Am meisten beschäftigten sich Ernsts Gedanken mit dem merkwürdigen Versprechen seines Gastherrn, ihm Joseph in Ägypten leibhaftig zu zeigen. Noch am Abend versicherte ihn der Baron, er solle zu sehen bekommen, was sich vor Tausenden von Jahren auf der Erde begeben habe.

Der Jüngling sprach die Vermutung aus, Münkhuysen befinde sich vielleicht im Besitz von Wiedergaben uralter, neuentdeckter Steinreliefs, auf denen sich Darstellungen zeigten, die solche Vorkommnisse zum Vorwurf hätten und mit Bestimmtheit zu deuten seien, etwa durch beigefügte Hieroglyphen. Als ihm jedoch der Baron erklärte, er werde ihm die Vorgänge selber zu Gesicht führen, so daß sich alles lebendig vor seinen Augen abspielen werde, konnte Ernst doch wieder nur noch an einen Scherz denken, wie mit den berühmten Ferngläsern, vielleicht bewegliche Lichtspiele mit altertümlich gekleideten Darstellern.

Erwog er anderseits den feierlichen Ernst der Versicherungen Münkhuysens, so konnte er sich sogar des Gedankens nicht erwehren, ob nicht vielleicht des Barons zweifellos geniale Anlagen teilweise schon die Grenzen des gesunden Verstandes überschritten hätten? Nun, das würde er ja bald beurteilen können!

Als Ernst am andern Morgen das fürstliche Schlafzimmer verließ, das ihm der Hausherr zur Verfügung gestellt hatte, begegnete ihm Professor Raimund, der Physiker, der sich anscheinend auch erst erhoben hatte, denn er sah noch ganz verschlafen aus. Als der junge Mann ihn jedoch fragte, was es wohl mit Münkhuysens Versprechen vom vorhergehenden Tage auf sich habe, da kam Leben und Feuer in den Gelehrten.

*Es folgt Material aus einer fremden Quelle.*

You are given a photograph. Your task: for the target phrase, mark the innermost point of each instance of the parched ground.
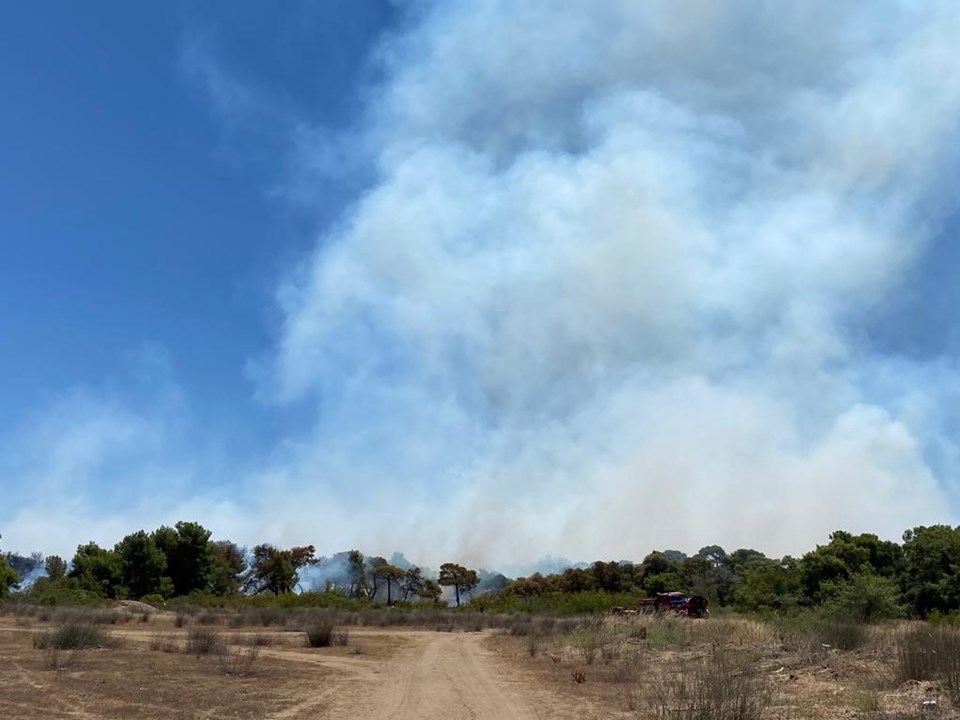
(381, 673)
(609, 669)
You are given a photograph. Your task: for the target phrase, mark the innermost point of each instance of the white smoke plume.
(610, 288)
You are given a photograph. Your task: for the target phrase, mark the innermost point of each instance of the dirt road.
(446, 675)
(434, 675)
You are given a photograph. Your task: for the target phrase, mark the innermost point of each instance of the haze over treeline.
(577, 279)
(857, 577)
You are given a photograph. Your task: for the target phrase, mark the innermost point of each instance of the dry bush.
(665, 632)
(72, 636)
(589, 639)
(166, 643)
(533, 644)
(271, 616)
(204, 641)
(930, 652)
(89, 616)
(238, 661)
(319, 633)
(60, 660)
(720, 687)
(259, 639)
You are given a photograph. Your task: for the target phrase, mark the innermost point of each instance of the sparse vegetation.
(722, 686)
(237, 661)
(204, 641)
(71, 636)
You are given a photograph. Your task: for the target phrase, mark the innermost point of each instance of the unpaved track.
(448, 675)
(436, 676)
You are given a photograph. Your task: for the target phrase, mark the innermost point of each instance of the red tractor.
(694, 606)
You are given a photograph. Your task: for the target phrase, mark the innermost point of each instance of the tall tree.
(411, 585)
(227, 565)
(97, 570)
(8, 577)
(187, 550)
(390, 574)
(358, 578)
(459, 578)
(56, 567)
(141, 564)
(275, 570)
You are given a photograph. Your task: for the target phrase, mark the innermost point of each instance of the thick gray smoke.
(607, 291)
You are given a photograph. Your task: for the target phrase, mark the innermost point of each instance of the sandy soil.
(398, 674)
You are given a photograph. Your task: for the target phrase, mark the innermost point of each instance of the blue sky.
(480, 281)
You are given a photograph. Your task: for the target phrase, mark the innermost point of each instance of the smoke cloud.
(612, 286)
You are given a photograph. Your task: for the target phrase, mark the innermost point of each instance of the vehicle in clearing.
(694, 606)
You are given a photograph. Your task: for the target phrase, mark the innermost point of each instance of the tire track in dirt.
(441, 675)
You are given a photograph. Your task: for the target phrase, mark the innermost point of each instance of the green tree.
(930, 577)
(866, 597)
(431, 590)
(141, 564)
(459, 578)
(357, 573)
(390, 574)
(56, 567)
(275, 570)
(187, 550)
(227, 566)
(97, 570)
(411, 585)
(8, 576)
(769, 585)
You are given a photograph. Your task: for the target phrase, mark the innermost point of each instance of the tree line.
(183, 561)
(861, 574)
(919, 576)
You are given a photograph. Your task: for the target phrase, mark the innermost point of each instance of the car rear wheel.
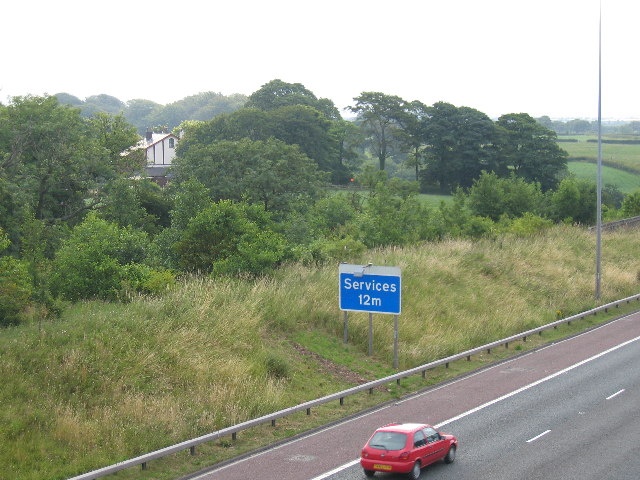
(415, 471)
(451, 454)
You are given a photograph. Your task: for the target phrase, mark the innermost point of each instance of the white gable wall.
(162, 151)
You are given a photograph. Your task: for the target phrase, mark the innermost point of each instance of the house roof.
(157, 138)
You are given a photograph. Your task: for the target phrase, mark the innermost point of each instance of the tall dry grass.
(110, 381)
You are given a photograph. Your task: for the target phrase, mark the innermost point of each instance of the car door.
(435, 447)
(420, 449)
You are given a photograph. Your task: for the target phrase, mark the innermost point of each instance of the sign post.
(373, 289)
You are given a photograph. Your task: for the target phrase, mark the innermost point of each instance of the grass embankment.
(108, 382)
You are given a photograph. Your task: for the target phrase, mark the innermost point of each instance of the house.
(160, 150)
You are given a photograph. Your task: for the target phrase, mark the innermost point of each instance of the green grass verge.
(108, 382)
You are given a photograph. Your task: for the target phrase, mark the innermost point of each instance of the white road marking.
(615, 394)
(538, 436)
(504, 397)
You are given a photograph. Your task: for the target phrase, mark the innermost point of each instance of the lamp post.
(599, 174)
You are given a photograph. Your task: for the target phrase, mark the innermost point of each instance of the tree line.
(250, 190)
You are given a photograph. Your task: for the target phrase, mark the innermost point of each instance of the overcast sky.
(498, 56)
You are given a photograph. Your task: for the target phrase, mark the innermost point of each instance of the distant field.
(621, 156)
(625, 181)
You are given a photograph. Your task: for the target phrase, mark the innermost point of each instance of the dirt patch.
(338, 371)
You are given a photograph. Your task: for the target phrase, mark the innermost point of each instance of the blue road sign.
(370, 288)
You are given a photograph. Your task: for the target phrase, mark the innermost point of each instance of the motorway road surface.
(570, 410)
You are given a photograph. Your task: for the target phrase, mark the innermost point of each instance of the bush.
(92, 263)
(15, 290)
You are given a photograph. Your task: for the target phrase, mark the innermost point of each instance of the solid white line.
(504, 397)
(615, 394)
(538, 436)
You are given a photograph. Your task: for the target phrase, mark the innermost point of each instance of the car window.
(388, 440)
(431, 434)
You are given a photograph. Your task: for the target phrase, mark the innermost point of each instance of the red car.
(406, 448)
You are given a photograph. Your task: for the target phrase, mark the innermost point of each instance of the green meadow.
(622, 161)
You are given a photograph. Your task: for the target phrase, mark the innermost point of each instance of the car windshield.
(388, 440)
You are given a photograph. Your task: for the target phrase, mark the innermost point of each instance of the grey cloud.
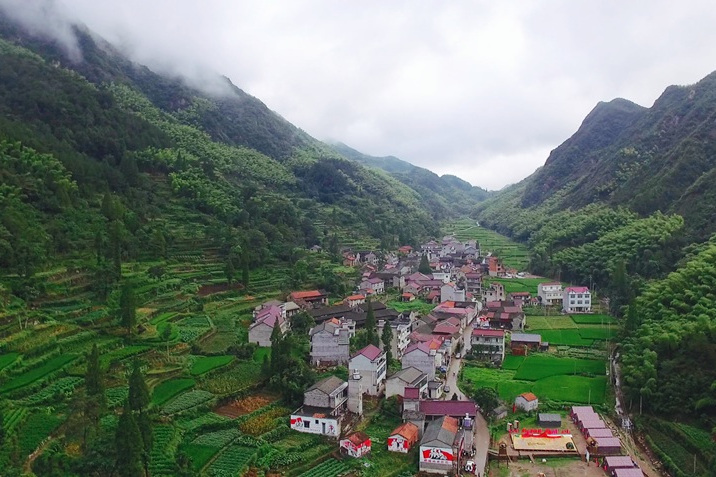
(483, 90)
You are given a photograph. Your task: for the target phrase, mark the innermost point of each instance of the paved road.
(481, 431)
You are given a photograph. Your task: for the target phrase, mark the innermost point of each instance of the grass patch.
(593, 319)
(8, 359)
(536, 367)
(563, 337)
(168, 389)
(557, 322)
(38, 373)
(204, 364)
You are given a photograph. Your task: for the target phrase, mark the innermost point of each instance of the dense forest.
(625, 205)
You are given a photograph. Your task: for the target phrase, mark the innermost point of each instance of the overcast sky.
(479, 89)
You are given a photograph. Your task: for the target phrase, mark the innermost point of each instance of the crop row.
(187, 401)
(231, 462)
(36, 374)
(329, 468)
(63, 386)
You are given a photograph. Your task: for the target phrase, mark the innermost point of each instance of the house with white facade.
(550, 293)
(420, 356)
(370, 362)
(406, 378)
(376, 284)
(266, 319)
(330, 342)
(488, 344)
(577, 300)
(324, 405)
(527, 402)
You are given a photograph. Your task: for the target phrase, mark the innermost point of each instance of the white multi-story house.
(420, 356)
(550, 293)
(371, 364)
(324, 406)
(577, 300)
(489, 344)
(401, 335)
(376, 284)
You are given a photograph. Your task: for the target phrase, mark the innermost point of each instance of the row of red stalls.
(601, 443)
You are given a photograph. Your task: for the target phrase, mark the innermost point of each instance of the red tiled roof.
(408, 430)
(371, 352)
(577, 289)
(359, 438)
(448, 408)
(306, 294)
(411, 393)
(479, 332)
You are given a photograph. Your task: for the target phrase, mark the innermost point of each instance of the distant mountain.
(446, 194)
(661, 158)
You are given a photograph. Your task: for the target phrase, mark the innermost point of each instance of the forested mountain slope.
(115, 128)
(448, 194)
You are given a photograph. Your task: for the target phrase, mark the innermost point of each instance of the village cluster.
(468, 316)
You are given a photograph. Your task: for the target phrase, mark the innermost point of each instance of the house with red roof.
(310, 297)
(266, 319)
(527, 402)
(403, 437)
(371, 363)
(356, 444)
(488, 344)
(420, 356)
(354, 300)
(577, 300)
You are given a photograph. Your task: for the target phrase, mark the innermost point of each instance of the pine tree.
(245, 276)
(424, 266)
(138, 391)
(129, 443)
(387, 338)
(371, 333)
(128, 308)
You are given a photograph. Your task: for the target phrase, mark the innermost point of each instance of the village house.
(527, 402)
(439, 450)
(494, 292)
(370, 363)
(577, 300)
(451, 292)
(324, 406)
(261, 330)
(550, 293)
(520, 343)
(310, 297)
(376, 284)
(488, 344)
(401, 327)
(420, 356)
(406, 378)
(354, 300)
(495, 267)
(403, 437)
(330, 342)
(355, 445)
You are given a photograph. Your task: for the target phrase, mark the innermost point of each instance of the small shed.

»Herr Frank,« sagte er eifrig, »Sie halten ihn natürlich für verrückt? Haben wir alle getan! Denken Sie sich, wir wären den Weisen des achtzehnten Jahrhunderts mit Berichten und Beschreibungen gekommen von Telegraphen, Telephon, Phonographen, Kinematographen; wir hätten ihnen von der Photographie, den Eisenbahnen, den Röntgenstrahlen und dergleichen vorgeplaudert, – was meinen Sie, hätten die für ein Urteil über den Zustand unseres Gehirns gefällt? Wir natürlich lächeln über den beschränkten Horizont unserer Vorfahren, und dabei zeigen wir die gleiche Beschränktheit wie jene, indem wir noch Tausende von Dingen für unmöglich erklären.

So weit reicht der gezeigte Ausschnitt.